野生のフタコブラクダ(Camelus bactrianus ferus)は、旧世界ラクダの唯一の生き残りで、中国北西部とモンゴル南西部に生息している。紀元前3000年頃に生息していたことは動物考古学的記録から明らかになっているが、現在の生息数はわずか730~880で、絶滅寸前種と考えられている。今回、H Mengたちは、モンゴルに生息する8歳の雄の野生のフタコブラクダと6歳のアラシャンフタコブラクダのゲノムの塩基配列解読を行い、その進化と家畜化の歴史の解明を進めた。

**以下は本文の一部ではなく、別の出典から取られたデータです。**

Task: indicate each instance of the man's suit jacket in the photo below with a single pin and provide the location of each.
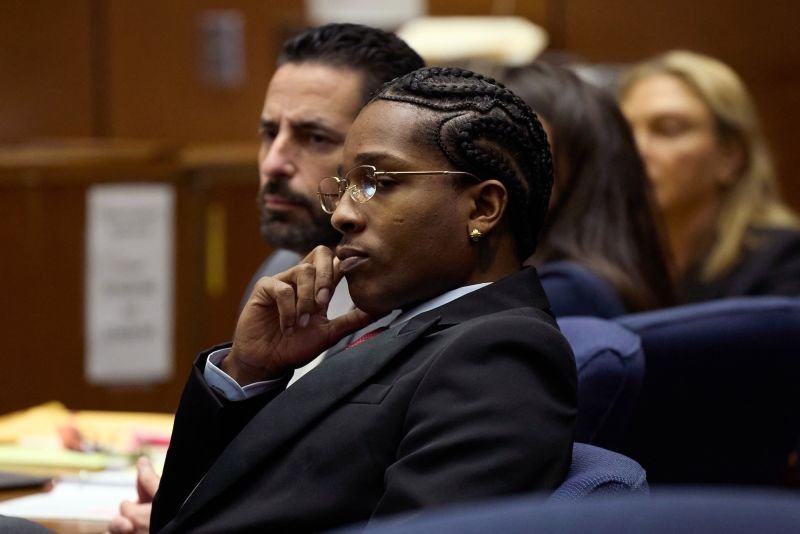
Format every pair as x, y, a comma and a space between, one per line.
473, 399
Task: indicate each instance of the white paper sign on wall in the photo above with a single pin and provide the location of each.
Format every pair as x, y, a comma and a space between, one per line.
129, 283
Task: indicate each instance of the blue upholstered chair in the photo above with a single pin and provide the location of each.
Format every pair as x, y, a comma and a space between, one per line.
595, 471
680, 511
575, 290
610, 366
719, 402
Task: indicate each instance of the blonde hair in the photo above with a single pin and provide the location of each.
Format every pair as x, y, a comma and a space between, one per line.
754, 198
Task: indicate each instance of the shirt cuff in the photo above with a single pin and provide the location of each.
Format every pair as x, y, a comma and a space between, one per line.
229, 388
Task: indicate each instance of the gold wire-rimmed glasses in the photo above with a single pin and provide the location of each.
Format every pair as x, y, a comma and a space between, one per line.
362, 183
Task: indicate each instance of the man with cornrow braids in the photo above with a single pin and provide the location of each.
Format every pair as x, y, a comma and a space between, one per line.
471, 391
324, 76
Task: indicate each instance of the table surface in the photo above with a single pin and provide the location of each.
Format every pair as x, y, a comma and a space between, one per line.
61, 526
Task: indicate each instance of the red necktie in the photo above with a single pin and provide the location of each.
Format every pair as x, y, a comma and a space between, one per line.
363, 338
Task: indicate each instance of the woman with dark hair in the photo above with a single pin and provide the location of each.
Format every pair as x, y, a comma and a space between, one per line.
469, 393
601, 214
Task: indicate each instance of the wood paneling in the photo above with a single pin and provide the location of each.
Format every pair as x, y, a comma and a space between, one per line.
225, 184
43, 239
45, 68
155, 85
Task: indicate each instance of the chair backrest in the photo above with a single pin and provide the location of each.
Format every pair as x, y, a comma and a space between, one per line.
683, 510
575, 290
595, 471
610, 366
719, 402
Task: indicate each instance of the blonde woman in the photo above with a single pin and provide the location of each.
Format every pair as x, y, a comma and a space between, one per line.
697, 129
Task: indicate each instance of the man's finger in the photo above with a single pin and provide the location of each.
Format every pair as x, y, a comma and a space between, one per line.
147, 479
121, 525
348, 323
305, 286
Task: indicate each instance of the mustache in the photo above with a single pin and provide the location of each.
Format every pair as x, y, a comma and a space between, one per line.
281, 188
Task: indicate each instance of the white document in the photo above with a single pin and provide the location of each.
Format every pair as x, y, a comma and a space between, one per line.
129, 283
91, 499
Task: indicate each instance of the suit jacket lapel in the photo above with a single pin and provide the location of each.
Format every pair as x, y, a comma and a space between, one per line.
287, 415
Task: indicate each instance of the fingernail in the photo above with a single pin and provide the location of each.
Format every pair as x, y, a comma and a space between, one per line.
323, 295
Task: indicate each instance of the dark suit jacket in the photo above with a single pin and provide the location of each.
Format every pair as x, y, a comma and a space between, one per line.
769, 265
472, 399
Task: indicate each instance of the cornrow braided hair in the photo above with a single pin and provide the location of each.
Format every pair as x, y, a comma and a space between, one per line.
489, 131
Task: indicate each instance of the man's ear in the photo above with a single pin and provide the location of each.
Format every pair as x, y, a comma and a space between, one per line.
490, 199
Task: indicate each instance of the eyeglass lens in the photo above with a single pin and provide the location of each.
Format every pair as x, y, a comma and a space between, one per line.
360, 181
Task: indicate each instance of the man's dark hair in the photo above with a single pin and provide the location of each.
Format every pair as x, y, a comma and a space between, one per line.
379, 55
485, 129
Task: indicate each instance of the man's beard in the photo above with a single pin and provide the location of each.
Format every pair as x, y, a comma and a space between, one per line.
283, 230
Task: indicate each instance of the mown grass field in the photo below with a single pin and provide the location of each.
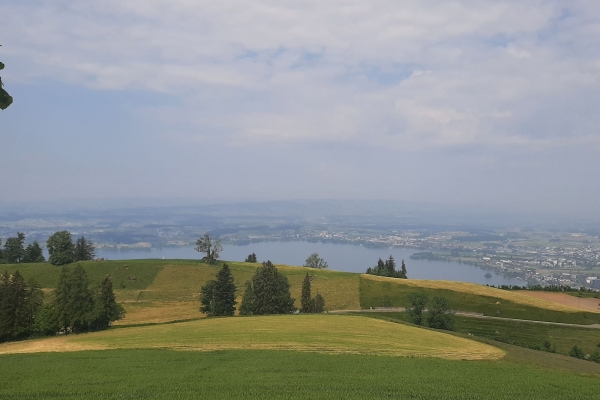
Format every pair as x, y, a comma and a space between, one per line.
525, 334
389, 292
314, 333
261, 374
167, 290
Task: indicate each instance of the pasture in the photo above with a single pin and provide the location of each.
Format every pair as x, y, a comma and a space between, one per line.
308, 333
263, 374
378, 291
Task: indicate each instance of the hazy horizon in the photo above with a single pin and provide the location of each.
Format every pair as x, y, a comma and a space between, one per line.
484, 105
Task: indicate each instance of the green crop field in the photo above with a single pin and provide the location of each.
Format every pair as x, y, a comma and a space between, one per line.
260, 374
389, 292
299, 356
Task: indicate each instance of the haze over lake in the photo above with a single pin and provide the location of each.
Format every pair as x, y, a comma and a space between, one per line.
341, 257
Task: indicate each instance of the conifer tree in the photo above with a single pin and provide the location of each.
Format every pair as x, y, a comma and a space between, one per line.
305, 299
34, 253
84, 250
403, 271
319, 302
14, 252
269, 292
218, 296
106, 308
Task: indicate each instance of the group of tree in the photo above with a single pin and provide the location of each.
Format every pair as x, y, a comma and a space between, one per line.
5, 98
388, 268
434, 314
20, 302
314, 261
311, 304
267, 292
209, 246
78, 308
15, 252
75, 306
63, 251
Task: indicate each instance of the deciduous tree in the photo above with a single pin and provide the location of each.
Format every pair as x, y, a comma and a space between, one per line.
314, 261
84, 250
418, 302
60, 248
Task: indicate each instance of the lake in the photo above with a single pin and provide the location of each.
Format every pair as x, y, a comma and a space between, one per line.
341, 257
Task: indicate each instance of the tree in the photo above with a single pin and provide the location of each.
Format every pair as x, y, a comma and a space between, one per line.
73, 300
218, 296
390, 266
212, 248
319, 302
84, 250
106, 309
439, 315
5, 99
418, 302
60, 248
14, 253
305, 299
34, 253
314, 261
268, 292
403, 271
19, 303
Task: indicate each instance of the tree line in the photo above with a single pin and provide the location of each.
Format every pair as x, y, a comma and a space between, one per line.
267, 292
388, 268
61, 249
75, 306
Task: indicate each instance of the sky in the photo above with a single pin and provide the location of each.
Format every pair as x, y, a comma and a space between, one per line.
491, 104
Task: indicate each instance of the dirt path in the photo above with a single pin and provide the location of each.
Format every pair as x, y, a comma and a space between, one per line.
587, 304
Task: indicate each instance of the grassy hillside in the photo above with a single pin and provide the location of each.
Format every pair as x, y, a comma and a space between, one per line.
167, 290
525, 334
315, 333
378, 291
162, 374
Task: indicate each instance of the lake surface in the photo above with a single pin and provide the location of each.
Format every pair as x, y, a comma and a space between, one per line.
341, 257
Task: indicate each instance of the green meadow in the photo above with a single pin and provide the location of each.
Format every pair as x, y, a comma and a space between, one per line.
150, 355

その結果、ウシよりも進化速度が有意に速い2730個の遺伝子が同定され、それらが代謝に関連するシグナル伝達経路などの経路に位置することが明らかになった。Mengたちは、こうした経路の進化が特に速かったことが、ラクダの砂漠でのエネルギー貯蔵と生産を最適化するうえで役立った可能性があると考えている。また、今回の研究では、インスリンシグナル伝達経路の遺伝子の適応が見つかった。このことで、インスリン抵抗性が高く、血糖値の高いラクダが、糖尿病を起こさない理由を説明できるかもしれない。
doi:10.1038/ncomms2192
「Nature 関連誌注目のハイライト」は、ネイチャー広報部門が報道関係者向けに作成したリリースを翻訳したものです。より正確かつ詳細な情報が必要な場合には、必ず原著論文をご覧ください。